Huizen vatten vlam en de bevolking zocht angstig een goed heenkomen. Mosterdgas deed zijn afschuwelijke werk. Hulpverleners vingen de slachtoffers op in het Badhuis aan het Lavendelplein. Tijd om van de schrik te bekomen was er niet. In de avond volgde een tweede aanval, nu op Woensel en Strijp. Het St. Joseph-ziekenhuis aan de Aalsterweg raakte vol. [Dit was een oefening - red.]
Eindhoven was de eerste grote stad in Nederland die serieus werk maakte van het beoefenen van hulpverlening bij een mogelijk bombardement. Op 5 mei 1934 was daar onder leiding van Anton Fens (1888-1970), hoofd van de brandweer en de luchtbeschermingsdienst op een spectaculaire wijze invulling aan gegeven. Twee prominente Brabanders, de minister van Defensie en de Commissaris van de Koningin, bevonden zich onder de vele toeschouwers. De bevolking was via de pers de voorafgaande dagen op de hoogte gesteld.

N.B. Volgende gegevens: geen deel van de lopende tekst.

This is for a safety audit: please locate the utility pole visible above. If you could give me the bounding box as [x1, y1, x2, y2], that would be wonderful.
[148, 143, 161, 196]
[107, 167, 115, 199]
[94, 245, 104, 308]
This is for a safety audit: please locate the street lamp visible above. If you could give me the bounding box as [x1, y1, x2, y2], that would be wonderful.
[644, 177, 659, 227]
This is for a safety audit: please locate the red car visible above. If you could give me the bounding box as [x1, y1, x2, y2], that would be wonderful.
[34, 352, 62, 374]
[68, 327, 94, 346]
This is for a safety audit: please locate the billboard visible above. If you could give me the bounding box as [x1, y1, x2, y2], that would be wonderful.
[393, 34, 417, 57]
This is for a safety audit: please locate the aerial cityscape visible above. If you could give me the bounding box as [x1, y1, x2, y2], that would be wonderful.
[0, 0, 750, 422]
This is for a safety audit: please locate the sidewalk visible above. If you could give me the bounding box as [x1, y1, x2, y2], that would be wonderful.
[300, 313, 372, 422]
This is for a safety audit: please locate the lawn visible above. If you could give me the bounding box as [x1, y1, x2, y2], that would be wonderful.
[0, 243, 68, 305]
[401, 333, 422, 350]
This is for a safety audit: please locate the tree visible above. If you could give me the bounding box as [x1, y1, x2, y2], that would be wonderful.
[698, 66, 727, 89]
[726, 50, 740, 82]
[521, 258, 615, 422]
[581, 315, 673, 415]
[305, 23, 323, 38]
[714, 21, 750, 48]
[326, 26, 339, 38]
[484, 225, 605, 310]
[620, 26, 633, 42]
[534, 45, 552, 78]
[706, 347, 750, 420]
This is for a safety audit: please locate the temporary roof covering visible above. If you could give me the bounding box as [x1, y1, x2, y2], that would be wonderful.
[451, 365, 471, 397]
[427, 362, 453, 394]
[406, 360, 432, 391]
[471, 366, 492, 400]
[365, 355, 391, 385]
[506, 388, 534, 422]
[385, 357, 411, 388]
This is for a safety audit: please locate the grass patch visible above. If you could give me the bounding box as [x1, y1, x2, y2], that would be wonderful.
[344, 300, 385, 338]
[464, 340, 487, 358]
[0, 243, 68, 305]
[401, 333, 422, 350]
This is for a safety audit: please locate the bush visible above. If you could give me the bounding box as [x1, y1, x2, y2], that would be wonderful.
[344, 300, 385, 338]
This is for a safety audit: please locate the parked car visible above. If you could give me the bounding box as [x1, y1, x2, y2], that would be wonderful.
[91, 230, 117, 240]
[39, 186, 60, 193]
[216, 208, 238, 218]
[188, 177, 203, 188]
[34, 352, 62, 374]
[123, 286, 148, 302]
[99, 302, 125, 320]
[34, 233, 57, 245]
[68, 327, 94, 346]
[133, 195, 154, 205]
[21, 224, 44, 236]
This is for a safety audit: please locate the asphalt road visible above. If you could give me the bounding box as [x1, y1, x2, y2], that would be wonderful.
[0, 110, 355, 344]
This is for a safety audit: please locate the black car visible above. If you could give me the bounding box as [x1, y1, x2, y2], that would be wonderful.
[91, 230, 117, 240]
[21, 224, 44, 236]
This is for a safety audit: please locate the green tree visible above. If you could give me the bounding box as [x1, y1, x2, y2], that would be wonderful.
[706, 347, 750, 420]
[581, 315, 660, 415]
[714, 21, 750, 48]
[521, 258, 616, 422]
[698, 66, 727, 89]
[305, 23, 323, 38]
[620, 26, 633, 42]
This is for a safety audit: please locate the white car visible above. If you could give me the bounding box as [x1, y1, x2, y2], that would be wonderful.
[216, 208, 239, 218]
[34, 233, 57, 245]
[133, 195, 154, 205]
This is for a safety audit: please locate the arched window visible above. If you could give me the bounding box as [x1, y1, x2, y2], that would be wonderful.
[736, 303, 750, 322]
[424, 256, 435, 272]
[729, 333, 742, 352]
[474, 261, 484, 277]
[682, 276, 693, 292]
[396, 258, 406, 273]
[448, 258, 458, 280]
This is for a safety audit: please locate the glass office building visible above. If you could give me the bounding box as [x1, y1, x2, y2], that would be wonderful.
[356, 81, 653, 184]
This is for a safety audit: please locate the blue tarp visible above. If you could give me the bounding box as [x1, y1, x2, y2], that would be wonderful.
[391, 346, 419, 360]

Dat oorlogsgeweld Noord-Brabant zou kunnen treffen was al enige tijd onderwerp van publiek debat. De lezers die drie jaar eerder, op 24 januari 1931, het katholieke dagblad De Tijd opensloegen, lazen daarin onder de kop ‘Brabant en Limburg onder den Voet?’, het alarmerende bericht dat, mocht er in West-Europa weer oorlog uitbreken, de zuidelijke provincies zeer waarschijnlijk een belangrijk strijdtoneel zouden vormen. Het artikel was een oproep aan Den Haag meer geld aan Defensie te besteden omdat Frankrijk en Duitsland, mochten deze landen weer ten oorlog gaan, met verwoestende kracht elkaar via of in Zuid-Nederland zouden bevechten. Dit idee was mede ingegeven door het Belgische bondgenootschap met Frankrijk en de grote militaire oefeningen die deze landen direct ten zuiden van de Nederlandse grens hielden. Zou Nederland langer zijn krijgsmacht verwaarlozen, zo oordeelde De Tijd, dan "worden Brabant en Limburg het arme gebied waarop de erfvijanden in eerste instantie hun strijd uitvechten."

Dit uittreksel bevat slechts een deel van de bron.